EPA administrator Gina McCarthy says critics give the Clean Power Plan “too much credit” acquiescing with widespread views that the industry will survive, even if the president-elect dismantles the plan, or worse. Source: Flickr/Eugene Kim
Despite confirmed plans to dismantle the Clean Power Plan, and intentions to withdraw the US from the climate accord and rejuvenate a dying coal industry, president-elect Donald Trump will not succeed in derailing the clean energy industry’s progress, according to Environmental Protection Agency (EPA) administrator Gina McCarthy.
The EPA is the chief architect of Obama’s Clean Power Plan; the cancellation of which is top of the to-do list of the incoming president. In a lengthy video message outlining his initial priorities when in office, Trump confirmed that he would eliminate any existing regulations that “restrict” American energy production.
Regardless, whilst the extent of Trump’s mitigating effects on the clean energy transition is still a moot point, McCarthy has joined the myriad of industry experts who assert that the transition from fossil fuels to renewable energy sources is inevitable; Trump or no Trump, Clean Power Plan or no Clean Power Plan.
Without naming Trump specifically, McCarthy said "the inevitability of our clean energy future is bigger than any one person or nation", but that President Obama used the CPP as “a sign of US commitment” to acting on climate change.
McCarthy went as far as to downplay the impact of the CPP, saying naysayers “give us too much credit. The CPP was designed to follow the clean energy transition that was already underway, the one that the energy market depends on and the one that the energy market will continue to demand.

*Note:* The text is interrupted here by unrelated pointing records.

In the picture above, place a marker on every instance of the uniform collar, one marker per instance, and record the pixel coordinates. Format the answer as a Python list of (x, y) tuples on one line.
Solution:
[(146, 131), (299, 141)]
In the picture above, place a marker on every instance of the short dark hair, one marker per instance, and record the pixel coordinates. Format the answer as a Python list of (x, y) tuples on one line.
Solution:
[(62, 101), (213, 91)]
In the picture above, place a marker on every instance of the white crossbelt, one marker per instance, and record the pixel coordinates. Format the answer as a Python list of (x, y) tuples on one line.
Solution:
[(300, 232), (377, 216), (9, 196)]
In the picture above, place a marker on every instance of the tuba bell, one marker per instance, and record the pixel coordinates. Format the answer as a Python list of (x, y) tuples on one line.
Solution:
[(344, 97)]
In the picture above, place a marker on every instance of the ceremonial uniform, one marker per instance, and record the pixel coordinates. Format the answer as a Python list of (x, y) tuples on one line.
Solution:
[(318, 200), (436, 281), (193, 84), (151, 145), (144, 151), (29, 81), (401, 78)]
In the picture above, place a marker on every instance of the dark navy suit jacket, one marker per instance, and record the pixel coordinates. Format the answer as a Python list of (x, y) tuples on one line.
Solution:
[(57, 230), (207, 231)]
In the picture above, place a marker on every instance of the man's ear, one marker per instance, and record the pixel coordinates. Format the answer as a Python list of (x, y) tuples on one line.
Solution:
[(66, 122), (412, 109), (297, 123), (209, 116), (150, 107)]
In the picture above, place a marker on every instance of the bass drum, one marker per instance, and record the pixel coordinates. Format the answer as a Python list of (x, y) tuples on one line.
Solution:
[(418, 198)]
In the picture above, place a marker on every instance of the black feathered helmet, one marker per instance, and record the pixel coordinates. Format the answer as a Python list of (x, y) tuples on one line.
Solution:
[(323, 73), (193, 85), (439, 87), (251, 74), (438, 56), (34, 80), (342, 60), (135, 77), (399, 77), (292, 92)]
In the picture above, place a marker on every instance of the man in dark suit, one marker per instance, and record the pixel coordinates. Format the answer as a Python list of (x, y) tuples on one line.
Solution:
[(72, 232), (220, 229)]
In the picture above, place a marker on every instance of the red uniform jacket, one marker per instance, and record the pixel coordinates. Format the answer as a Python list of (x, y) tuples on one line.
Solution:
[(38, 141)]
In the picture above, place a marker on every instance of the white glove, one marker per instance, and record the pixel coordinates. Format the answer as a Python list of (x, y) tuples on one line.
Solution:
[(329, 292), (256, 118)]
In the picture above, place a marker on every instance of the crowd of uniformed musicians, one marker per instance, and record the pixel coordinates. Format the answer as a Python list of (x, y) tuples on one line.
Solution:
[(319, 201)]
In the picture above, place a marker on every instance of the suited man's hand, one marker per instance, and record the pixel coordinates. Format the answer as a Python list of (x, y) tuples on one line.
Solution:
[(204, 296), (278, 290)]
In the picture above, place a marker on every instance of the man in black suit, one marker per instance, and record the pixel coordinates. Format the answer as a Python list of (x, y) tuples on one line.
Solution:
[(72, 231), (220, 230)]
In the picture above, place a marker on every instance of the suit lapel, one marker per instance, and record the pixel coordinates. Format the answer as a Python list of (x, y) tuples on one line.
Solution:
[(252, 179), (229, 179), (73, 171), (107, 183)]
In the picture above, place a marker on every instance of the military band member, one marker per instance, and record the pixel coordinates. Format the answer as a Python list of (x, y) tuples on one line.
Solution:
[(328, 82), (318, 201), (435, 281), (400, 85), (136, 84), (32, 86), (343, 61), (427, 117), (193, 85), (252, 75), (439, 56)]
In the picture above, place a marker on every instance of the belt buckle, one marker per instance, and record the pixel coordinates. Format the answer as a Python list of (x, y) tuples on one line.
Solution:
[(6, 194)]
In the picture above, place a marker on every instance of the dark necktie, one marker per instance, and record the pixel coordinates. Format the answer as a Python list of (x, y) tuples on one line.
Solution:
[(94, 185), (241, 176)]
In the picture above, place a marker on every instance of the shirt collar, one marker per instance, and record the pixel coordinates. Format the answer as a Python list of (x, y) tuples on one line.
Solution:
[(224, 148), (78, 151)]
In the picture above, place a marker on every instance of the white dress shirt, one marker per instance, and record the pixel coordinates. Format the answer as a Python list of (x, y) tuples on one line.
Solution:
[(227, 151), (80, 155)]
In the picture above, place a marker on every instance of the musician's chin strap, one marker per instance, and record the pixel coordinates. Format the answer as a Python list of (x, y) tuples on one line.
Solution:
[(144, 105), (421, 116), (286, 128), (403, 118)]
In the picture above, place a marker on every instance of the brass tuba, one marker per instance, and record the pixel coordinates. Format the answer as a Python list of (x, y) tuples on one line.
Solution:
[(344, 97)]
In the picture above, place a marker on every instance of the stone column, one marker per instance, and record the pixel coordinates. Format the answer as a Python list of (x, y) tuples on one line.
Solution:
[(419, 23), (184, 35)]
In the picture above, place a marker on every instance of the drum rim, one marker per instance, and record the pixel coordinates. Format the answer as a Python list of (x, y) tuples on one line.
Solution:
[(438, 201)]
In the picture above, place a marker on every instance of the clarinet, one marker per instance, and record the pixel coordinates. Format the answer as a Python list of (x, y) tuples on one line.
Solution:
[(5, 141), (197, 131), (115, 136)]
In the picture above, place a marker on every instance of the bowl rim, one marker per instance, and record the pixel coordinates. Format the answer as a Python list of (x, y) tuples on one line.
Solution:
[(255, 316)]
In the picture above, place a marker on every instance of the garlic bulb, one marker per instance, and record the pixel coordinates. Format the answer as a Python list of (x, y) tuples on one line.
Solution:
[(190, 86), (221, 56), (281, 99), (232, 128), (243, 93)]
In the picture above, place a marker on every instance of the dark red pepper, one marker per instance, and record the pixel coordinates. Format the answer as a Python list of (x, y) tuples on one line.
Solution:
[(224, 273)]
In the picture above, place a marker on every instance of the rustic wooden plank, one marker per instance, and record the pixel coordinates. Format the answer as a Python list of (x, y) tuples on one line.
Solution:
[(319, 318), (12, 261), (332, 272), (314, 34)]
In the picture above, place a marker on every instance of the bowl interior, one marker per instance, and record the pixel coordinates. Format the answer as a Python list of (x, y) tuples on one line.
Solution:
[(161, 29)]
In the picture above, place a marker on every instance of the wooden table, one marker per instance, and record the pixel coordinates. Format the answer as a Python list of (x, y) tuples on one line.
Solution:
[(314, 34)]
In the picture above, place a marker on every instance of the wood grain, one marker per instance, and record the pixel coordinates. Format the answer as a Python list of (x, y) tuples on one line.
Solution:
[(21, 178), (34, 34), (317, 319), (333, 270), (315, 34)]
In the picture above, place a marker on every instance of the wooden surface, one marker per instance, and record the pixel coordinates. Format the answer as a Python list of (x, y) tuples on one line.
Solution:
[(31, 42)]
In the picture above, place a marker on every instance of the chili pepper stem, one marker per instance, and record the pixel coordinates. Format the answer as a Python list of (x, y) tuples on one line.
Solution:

“Clearly there is more going on in our world and our energy sector than the CPP can account for,” she continued. “And look, I’m really not trying to say that the CPP isn’t important. You know that. I love it, I think it’s great. But the truth is that if I were to stand here and explain the significant of virtues of CPP it would keep you here for quite a lengthy piece of time, and I can’t fit it into a sound bite that I do have time for.”
In what is speculated to be her last speech in her current role as administrator before she is succeeded by a newcomer to be picked by Trump, McCarthy noted that 24 states already had lower emissions in 2015 than required by 2022 under the plan.